Public radio fundraising departments are using a free gift to build goodwill with current and former members as the pandemic threatens membership revenue.

Contributor Rewards, a company that provides digital premiums for nonprofit fundraising, is offering stations complimentary codes that current and former donors to public radio stations can use to download The Best of Wait, Wait…Don’t Tell Me! The 20th-anniversary digital album features exclusive content available only to those who receive a code. 

So far, Contributor Rewards has given more than 170,000 codes to 25 stations for use as goodwill gifts or during fundraisers. 

The company approached WWDTM founder Doug Berman and NPR about offering the free codes, said Kevin Howe, a partner at Contributor Rewards. They were quickly on board with the idea.  

Contributor Rewards was looking for ways to support stations as they face budget constraints due to the COVID-19 pandemic, Howe said. 

“Nobody needs to explain to anybody that times are difficult right now,” Howe said. “So if there’s something that we could do to support the industry, to get to the other side of this mess that we’re in, then I’m all for that.”

Already, stations have announced cuts because of lagging revenue from membership and other sources due to the pandemic. 

In late 2018, stations also had the opportunity to receive free codes for the album but ordered fewer than 16,000 codes, Howe said. This time, the two stations with the largest orders received 40,000 codes, which would have normally cost more than $300,000. One code usually costs $7.95, about half the retail price.

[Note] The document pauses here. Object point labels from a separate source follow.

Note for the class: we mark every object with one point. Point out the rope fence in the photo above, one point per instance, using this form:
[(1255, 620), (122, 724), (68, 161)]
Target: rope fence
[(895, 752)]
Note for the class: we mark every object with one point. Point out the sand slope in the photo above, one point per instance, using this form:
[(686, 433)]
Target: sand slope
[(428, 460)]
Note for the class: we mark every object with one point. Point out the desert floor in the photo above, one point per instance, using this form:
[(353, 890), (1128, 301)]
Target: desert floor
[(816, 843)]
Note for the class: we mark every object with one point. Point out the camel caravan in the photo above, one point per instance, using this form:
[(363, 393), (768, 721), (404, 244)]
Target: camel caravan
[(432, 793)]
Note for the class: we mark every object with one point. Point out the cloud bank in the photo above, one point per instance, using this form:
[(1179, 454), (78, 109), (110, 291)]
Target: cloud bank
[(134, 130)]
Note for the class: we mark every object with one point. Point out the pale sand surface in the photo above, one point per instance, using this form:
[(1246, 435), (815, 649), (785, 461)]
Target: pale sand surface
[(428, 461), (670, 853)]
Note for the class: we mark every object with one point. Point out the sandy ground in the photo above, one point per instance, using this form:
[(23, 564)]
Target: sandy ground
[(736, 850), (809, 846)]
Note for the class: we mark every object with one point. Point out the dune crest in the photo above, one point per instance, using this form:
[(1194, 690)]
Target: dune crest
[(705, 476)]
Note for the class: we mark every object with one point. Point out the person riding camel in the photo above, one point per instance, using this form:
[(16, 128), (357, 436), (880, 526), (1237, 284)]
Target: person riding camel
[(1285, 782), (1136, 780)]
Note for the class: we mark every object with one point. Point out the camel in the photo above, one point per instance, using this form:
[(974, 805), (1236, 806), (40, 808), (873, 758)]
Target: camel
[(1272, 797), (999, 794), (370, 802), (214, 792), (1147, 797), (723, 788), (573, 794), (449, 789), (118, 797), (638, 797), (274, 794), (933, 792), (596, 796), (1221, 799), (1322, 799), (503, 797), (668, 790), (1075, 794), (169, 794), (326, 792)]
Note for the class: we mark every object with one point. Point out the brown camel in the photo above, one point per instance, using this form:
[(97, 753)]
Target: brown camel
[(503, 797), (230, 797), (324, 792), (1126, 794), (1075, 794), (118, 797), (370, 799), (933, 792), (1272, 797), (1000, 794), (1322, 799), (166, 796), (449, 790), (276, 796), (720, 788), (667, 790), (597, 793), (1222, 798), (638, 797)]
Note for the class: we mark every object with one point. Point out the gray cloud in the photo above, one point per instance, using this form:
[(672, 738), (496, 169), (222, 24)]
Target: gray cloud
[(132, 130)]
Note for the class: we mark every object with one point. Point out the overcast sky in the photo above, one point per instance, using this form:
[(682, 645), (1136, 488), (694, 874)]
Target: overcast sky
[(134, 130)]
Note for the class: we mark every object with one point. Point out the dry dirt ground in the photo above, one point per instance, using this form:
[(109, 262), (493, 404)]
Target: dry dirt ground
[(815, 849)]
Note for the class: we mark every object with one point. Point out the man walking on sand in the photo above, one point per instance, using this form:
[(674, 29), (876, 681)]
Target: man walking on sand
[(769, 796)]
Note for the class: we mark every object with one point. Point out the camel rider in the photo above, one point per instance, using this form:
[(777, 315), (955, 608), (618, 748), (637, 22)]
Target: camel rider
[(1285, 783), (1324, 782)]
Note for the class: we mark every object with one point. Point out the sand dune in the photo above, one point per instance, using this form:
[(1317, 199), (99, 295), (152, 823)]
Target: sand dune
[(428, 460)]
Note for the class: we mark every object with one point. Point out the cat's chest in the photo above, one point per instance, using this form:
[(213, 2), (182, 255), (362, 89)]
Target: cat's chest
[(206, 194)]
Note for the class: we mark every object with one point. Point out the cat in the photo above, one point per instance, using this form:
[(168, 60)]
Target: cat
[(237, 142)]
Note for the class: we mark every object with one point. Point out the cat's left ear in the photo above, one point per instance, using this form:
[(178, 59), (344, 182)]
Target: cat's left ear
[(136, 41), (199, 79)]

Contributor Rewards is suggesting that stations use the codes as a goodwill gesture, such as an out-of-the-blue thank-you email to current and former donors, rather than a fundraising premium.

“The goodwill generated by that no-ask communication …  can’t help but make future fundraising efforts more valuable or more successful just because people love to feel appreciated,” Howe said. 

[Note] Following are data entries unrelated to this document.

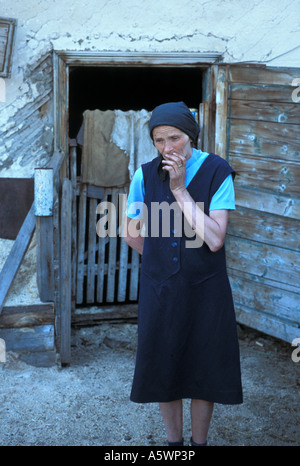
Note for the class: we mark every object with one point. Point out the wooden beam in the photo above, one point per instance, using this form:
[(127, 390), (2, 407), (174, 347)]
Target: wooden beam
[(16, 255), (66, 273), (27, 316)]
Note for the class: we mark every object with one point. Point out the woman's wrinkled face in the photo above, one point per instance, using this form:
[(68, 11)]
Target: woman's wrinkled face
[(168, 139)]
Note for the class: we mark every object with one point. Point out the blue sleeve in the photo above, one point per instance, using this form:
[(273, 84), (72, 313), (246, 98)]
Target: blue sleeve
[(224, 198), (136, 195)]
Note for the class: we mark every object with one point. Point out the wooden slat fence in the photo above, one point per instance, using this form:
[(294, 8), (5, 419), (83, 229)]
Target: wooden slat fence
[(107, 270)]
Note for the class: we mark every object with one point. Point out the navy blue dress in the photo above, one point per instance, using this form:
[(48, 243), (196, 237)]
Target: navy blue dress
[(187, 336)]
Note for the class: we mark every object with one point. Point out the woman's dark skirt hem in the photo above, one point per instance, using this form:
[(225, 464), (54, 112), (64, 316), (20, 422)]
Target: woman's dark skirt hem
[(226, 398)]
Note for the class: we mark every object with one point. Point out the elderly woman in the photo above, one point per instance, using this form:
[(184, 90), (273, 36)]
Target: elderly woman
[(187, 338)]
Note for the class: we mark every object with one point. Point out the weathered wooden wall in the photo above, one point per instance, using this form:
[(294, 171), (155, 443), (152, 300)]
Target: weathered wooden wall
[(263, 244)]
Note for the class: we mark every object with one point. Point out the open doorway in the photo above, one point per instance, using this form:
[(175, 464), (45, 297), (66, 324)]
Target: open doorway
[(130, 88), (118, 88)]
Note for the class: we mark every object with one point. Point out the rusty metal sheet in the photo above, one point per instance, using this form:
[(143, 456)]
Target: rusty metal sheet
[(16, 198)]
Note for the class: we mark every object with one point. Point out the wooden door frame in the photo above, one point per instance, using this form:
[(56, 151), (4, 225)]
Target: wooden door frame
[(208, 62)]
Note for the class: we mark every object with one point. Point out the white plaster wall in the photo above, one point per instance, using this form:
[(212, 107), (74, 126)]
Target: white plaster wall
[(265, 31)]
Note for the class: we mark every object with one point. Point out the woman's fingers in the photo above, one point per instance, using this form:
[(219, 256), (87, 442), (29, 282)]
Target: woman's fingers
[(174, 160)]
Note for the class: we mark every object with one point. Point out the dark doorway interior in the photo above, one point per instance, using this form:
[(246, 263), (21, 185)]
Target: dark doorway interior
[(130, 88)]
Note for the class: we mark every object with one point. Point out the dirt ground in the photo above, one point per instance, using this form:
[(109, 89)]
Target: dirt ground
[(88, 402)]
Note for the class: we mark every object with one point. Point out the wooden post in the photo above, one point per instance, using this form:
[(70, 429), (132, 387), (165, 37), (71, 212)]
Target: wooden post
[(43, 207), (16, 255), (66, 273)]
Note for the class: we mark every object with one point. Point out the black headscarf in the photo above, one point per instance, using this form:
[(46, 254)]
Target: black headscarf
[(175, 114)]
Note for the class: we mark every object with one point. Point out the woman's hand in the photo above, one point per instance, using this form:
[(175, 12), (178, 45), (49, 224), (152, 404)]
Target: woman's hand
[(175, 164)]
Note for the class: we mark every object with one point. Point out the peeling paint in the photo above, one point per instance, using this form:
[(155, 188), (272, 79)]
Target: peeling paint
[(240, 30)]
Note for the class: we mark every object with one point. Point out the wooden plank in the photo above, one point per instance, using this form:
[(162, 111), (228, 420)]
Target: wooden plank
[(27, 316), (97, 192), (73, 177), (266, 324), (263, 75), (45, 273), (112, 254), (276, 175), (16, 255), (272, 203), (66, 272), (134, 275), (123, 268), (262, 93), (221, 112), (276, 112), (263, 297), (101, 264), (270, 139), (81, 243), (7, 32), (91, 254), (265, 228), (274, 263), (94, 315), (37, 338)]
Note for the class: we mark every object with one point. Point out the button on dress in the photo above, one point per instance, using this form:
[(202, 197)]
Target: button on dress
[(187, 335)]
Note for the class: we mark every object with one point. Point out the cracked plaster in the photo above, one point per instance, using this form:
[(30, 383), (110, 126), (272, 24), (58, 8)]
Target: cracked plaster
[(256, 31)]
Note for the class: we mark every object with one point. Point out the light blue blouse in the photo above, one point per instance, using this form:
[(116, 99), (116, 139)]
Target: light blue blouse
[(223, 198)]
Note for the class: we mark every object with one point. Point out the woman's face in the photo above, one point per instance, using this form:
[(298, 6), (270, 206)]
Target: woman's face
[(168, 139)]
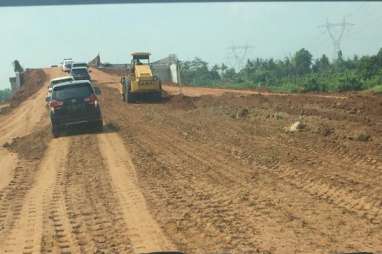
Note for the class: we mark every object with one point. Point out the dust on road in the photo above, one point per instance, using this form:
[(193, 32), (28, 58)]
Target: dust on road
[(211, 173)]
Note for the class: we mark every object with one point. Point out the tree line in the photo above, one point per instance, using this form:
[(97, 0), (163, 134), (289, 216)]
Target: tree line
[(299, 73)]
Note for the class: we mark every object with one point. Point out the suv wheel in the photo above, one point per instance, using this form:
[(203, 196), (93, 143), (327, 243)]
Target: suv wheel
[(55, 131), (99, 125)]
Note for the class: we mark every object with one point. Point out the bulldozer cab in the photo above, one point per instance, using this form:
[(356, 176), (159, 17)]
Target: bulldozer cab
[(140, 58)]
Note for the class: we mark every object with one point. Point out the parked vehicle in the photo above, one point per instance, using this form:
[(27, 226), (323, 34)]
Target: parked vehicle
[(75, 65), (80, 73), (74, 103), (54, 82), (67, 65)]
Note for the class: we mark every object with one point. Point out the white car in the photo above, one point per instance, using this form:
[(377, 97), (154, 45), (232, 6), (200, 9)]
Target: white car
[(54, 82), (67, 65), (80, 64)]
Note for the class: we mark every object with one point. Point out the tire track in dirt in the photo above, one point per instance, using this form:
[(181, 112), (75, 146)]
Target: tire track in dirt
[(335, 185), (144, 232), (205, 191), (24, 234), (270, 191), (93, 212)]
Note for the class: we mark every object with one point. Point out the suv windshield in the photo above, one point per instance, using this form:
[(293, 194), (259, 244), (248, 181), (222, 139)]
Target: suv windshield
[(55, 82), (80, 71), (72, 91)]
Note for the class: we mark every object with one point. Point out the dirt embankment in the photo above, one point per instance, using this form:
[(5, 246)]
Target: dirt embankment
[(202, 174), (33, 79), (221, 173)]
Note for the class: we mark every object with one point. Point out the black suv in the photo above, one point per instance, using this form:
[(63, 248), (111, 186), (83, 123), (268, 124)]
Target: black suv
[(80, 73), (73, 103)]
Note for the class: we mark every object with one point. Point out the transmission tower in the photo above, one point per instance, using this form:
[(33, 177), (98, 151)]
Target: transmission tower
[(336, 35), (239, 55)]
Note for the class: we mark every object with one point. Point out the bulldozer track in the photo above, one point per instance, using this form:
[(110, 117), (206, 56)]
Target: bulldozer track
[(145, 234)]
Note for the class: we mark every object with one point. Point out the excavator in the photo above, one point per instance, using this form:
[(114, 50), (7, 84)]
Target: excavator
[(140, 84)]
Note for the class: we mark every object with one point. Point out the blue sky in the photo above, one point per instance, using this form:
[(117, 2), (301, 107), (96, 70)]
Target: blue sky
[(41, 36)]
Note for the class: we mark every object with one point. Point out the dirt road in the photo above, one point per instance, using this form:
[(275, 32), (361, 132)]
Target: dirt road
[(211, 173)]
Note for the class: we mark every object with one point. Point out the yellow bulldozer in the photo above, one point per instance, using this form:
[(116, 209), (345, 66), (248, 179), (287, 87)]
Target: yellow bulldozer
[(140, 84)]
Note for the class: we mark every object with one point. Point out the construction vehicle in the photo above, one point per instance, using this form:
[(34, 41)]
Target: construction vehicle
[(140, 84)]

The free codes seemed “too good to be true,” said Lindsay Kuntzman Hilewick, fundraising and communications director at WKSU in Kent, Ohio.

When the album was last offered to stations for free, the station used it as a thank-you gift to donors, “and the response was incredible,” Hilewick said. 

This time, the station sent codes to all of its active members and to former members who had let their memberships expire in the last three months. 

“Budgets are obviously tight right now — both for individuals and for the station,” Hilewick said. “Having these codes meant our supporters could enjoy something that might bring some levity to their lives — that they might not be able to afford right now — and we were able to share something that wouldn’t have fit in the station’s budget at this time.”

The station has seen an increase in additional gifts over the past few weeks, Hilewick said. “While we can’t directly say it’s related to these codes, those codes were one of several tactics we used to help strengthen our relationship with donors and showcase the value of public radio,” Hilewick said.